Zdaniem senatora Krzysztofa Słonia: Udzielamy wybaczenia i prosimy o nie.
Ostatnie dni podsuwają wiele tematów zasługujących na to by poświęcić im osobny felieton. Zamach terrorystyczny na naszą kolej, zmiany w fotelu Marszałka Sejmu, niemiecka licytacja polskich pamiątek po ofiarach Holokaustu. Te ważne skądinąd tematy pewnie przez większość naszego społeczeństwa są śledzone z należytą uwagą. Poruszę więc temat, który ma szansę przemknąć niezauważony a zasługuje na przypomnienie, tym bardziej, że Senat niedawno jednogłośnie przyjął Uchwałę w 60. rocznicę „Orędzia pojednania” biskupów polskich do biskupów niemieckich, w którym padły znamienne słowa: „przebaczamy i prosimy o przebaczenie”. To akt wyjątkowy dla dziedzictwa europejskiego i światowego.

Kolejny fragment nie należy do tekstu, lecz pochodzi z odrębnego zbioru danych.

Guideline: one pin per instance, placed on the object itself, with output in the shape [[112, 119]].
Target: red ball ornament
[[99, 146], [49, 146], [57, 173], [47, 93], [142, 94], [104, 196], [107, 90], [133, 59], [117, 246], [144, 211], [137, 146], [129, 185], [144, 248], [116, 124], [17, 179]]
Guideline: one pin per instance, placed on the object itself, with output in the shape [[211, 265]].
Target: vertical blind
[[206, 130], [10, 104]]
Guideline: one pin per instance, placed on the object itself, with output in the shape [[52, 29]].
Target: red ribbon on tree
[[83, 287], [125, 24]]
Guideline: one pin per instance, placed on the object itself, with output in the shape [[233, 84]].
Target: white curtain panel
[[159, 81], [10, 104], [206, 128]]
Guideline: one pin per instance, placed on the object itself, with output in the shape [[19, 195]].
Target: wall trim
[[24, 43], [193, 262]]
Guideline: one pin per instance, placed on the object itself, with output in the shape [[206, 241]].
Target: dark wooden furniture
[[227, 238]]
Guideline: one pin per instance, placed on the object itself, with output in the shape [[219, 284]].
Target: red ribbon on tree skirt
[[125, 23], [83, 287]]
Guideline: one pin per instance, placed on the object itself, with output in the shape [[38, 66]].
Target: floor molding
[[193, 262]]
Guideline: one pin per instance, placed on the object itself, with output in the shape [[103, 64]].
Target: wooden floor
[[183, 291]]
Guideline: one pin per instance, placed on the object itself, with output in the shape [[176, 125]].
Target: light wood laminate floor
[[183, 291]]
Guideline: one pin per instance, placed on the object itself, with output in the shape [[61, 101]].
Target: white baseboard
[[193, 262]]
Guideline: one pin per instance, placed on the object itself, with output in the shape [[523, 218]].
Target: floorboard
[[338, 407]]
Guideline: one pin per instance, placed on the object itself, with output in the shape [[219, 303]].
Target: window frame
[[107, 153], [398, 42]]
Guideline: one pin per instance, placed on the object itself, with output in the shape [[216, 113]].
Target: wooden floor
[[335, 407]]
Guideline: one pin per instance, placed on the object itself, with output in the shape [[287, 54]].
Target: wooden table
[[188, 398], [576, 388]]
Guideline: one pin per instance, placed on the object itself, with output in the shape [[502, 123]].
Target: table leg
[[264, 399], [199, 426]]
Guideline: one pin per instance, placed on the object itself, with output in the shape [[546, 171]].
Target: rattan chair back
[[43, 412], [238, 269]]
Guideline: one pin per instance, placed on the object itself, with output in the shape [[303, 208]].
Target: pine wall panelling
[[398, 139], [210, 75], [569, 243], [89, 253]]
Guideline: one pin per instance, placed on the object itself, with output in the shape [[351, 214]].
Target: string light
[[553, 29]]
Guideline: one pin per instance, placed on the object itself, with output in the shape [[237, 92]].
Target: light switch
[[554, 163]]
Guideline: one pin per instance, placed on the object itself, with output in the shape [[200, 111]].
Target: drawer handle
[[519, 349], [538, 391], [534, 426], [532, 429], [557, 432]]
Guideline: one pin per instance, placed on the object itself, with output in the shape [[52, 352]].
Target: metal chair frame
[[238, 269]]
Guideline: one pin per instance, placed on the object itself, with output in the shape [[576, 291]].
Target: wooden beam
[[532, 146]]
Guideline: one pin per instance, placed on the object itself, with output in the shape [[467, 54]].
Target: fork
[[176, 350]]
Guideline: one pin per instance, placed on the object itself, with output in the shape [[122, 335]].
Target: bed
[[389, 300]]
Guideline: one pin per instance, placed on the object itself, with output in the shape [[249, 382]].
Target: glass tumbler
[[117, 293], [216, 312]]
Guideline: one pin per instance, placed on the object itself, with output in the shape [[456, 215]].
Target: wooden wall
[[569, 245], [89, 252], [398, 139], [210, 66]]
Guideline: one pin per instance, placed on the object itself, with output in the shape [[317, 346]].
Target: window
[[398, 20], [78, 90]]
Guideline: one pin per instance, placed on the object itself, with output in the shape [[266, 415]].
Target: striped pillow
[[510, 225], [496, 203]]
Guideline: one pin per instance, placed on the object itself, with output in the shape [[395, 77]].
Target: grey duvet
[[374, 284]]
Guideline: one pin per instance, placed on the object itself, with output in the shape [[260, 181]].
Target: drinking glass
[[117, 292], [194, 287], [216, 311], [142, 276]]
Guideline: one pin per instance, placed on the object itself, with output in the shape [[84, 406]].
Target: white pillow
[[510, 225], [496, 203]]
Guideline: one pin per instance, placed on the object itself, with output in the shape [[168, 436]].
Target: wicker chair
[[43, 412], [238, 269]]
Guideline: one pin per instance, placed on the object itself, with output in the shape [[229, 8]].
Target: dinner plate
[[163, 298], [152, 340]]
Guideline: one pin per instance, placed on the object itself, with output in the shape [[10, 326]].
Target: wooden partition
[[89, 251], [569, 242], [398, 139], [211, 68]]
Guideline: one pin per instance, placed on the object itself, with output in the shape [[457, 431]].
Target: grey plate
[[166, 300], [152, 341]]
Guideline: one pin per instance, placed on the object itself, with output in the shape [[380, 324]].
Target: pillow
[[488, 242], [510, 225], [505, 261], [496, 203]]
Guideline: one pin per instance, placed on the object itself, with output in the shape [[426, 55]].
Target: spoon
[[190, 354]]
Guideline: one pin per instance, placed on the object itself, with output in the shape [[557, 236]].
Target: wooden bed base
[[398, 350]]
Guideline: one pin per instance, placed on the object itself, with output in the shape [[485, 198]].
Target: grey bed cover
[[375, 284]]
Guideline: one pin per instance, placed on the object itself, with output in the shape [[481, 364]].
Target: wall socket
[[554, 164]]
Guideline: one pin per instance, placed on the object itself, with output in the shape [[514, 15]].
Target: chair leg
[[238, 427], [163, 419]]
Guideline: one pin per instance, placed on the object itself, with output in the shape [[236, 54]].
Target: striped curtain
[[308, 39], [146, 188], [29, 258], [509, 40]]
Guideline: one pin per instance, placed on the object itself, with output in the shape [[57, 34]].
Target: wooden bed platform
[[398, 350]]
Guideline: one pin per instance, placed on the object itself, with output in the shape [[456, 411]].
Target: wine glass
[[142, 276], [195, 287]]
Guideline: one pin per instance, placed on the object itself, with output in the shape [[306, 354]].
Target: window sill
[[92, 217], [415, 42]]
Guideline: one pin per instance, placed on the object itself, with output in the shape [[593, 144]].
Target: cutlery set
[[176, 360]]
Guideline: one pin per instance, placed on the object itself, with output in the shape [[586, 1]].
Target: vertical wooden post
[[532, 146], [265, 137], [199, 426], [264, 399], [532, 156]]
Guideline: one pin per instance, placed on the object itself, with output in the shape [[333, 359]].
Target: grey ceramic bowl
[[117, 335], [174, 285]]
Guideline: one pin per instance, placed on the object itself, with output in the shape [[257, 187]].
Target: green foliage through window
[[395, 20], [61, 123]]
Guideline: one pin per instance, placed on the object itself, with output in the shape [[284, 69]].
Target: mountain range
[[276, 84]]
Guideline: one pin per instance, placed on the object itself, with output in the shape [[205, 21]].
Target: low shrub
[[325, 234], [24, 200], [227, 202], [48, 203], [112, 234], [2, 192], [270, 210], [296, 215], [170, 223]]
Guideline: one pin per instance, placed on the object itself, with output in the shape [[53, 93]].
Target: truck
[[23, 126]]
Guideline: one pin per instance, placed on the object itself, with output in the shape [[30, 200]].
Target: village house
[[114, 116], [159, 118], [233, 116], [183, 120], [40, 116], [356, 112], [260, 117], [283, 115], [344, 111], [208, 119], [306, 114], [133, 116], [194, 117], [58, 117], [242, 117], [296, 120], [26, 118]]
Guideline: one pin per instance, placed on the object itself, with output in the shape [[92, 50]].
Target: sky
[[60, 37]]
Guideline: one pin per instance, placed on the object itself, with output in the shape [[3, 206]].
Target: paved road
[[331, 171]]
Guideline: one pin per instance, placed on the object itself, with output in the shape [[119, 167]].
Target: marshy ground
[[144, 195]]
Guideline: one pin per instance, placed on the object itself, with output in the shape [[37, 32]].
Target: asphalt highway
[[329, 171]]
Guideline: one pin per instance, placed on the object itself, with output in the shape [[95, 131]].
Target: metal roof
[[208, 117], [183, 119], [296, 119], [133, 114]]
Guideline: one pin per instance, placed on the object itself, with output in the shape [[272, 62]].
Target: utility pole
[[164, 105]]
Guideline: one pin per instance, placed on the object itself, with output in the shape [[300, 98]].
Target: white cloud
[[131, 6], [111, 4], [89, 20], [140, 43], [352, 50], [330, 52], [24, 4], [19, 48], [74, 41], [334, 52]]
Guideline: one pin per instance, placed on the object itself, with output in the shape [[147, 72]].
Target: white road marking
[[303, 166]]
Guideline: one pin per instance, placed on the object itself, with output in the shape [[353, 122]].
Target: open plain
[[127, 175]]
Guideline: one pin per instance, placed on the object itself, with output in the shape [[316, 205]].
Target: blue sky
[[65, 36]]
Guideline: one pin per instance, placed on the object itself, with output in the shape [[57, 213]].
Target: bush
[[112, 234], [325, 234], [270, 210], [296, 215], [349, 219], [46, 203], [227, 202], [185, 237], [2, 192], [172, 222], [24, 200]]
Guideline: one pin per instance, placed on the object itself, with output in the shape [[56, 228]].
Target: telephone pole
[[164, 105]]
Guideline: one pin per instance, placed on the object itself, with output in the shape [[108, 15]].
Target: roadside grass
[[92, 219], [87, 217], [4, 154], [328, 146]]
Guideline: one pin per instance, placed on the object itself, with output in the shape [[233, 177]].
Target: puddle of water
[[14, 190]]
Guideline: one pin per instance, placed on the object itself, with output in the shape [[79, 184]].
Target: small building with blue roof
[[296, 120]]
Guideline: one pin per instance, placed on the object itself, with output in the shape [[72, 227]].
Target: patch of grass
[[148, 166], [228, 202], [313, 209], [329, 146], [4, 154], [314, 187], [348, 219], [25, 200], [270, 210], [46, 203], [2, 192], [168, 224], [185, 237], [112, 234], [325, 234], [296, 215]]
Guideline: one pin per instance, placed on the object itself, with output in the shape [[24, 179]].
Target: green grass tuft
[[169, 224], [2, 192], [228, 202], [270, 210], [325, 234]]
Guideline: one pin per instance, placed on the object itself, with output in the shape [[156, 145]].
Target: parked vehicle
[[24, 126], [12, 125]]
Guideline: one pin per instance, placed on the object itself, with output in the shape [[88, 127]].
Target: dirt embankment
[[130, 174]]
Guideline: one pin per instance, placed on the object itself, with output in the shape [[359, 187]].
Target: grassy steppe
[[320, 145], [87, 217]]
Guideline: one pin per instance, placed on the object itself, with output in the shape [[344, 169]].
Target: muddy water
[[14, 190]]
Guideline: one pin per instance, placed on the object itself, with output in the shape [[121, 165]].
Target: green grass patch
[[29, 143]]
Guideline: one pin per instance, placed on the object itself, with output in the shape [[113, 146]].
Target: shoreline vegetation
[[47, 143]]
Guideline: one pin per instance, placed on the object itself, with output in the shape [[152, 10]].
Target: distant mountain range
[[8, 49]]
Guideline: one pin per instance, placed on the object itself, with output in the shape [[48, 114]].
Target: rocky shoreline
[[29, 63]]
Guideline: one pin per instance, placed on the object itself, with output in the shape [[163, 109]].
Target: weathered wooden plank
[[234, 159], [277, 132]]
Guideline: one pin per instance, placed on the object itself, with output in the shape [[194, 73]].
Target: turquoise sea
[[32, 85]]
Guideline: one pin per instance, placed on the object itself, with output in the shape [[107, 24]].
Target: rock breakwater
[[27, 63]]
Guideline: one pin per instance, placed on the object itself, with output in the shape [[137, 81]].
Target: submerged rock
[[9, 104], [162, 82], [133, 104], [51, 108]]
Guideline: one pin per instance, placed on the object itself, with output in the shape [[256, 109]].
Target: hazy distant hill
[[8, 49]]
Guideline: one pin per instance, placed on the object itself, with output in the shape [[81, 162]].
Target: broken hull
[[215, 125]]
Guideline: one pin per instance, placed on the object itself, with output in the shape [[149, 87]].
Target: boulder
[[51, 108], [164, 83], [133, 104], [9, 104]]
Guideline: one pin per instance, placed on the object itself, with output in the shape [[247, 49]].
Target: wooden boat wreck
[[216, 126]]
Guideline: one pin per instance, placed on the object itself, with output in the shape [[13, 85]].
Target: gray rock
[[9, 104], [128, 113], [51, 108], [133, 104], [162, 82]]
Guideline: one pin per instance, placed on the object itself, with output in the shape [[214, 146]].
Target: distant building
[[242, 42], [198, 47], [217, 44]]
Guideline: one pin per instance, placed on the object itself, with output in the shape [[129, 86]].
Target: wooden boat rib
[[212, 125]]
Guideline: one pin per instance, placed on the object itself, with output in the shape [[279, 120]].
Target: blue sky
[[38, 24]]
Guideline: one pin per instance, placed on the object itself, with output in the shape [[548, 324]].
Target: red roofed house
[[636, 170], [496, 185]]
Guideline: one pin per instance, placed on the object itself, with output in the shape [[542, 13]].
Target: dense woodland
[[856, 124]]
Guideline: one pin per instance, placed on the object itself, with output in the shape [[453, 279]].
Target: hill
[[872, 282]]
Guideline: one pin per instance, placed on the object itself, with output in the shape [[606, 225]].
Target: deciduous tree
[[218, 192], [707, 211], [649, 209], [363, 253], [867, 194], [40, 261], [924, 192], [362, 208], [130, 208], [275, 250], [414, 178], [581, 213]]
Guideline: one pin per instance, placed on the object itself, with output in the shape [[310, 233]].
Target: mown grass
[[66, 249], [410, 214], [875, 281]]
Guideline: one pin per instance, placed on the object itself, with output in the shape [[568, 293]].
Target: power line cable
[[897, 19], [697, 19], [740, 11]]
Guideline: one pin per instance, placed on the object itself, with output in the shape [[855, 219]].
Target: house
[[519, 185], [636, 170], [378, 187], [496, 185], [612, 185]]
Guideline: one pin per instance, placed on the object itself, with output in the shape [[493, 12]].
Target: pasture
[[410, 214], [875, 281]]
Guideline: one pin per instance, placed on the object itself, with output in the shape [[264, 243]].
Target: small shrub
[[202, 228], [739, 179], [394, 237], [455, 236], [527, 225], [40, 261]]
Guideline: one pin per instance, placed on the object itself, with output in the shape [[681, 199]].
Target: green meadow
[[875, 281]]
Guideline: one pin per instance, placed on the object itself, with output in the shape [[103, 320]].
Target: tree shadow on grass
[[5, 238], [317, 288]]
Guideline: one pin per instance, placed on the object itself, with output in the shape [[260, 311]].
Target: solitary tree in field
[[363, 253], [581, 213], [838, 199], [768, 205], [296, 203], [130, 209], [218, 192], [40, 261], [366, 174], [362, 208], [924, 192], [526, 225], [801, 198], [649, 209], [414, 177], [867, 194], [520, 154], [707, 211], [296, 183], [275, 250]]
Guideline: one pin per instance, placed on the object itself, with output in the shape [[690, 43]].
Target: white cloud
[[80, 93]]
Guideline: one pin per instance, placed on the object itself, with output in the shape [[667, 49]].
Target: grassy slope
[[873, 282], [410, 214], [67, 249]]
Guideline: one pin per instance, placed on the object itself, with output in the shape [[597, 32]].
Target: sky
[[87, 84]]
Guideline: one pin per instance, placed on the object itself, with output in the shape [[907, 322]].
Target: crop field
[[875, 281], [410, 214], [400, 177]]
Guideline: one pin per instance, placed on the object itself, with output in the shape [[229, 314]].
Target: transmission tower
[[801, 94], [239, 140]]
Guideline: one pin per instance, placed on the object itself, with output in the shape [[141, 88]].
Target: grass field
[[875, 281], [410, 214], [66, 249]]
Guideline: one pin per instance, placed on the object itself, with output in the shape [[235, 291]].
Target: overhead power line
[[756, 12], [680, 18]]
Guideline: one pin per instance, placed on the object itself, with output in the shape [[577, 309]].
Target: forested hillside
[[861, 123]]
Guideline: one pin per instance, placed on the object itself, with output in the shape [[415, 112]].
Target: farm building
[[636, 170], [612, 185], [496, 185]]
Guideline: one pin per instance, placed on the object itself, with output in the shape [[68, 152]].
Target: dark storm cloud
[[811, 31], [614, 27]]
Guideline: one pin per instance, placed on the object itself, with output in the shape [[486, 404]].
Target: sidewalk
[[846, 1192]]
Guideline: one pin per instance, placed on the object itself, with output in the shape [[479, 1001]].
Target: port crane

Jest 18 listopada 1965 roku, zaledwie dwadzieścia lat po zakończeniu II wojny światowej, ale w warunkach zimnej wojny. Trwają obrady Soboru Watykańskiego II (1962–1965). Zebranych tam 34 polskich biskupów, w tym m.in. prymas Stefan Wyszyński i abp Karol Wojtyła, podpisują historyczny list do biskupów niemieckich. Inicjatorem listu i jego autorem był abp Bolesław Kominek, przyszły arcybiskup metropolita wrocławski. Orędzie zawierało przypomnienie tysiąclecia chrześcijaństwa w Polsce, w tym historię stosunków polsko-niemieckich. Poczesne miejsce znalazły kwestie najbardziej bolesne, związane z cierpieniem i krzywdami doznanymi przez obywateli polskich w czasie ostatniej wojny. Były też dłonie wyciągnięte do pojednania, bo jakże inaczej obchodzić bez przebaczenia nasze Milenium, które miało nastąpić już w 1966 roku. Nie wszystkim to się spodobało. Pomijam dyplomatyczny i „do bólu” poprawny ton odpowiedzi niemieckich hierarchów, ale dla mnie najistotniejsza jest postawa ówczesnych władz w PRL, a szczególnie towarzysza Wiesława Gomułki.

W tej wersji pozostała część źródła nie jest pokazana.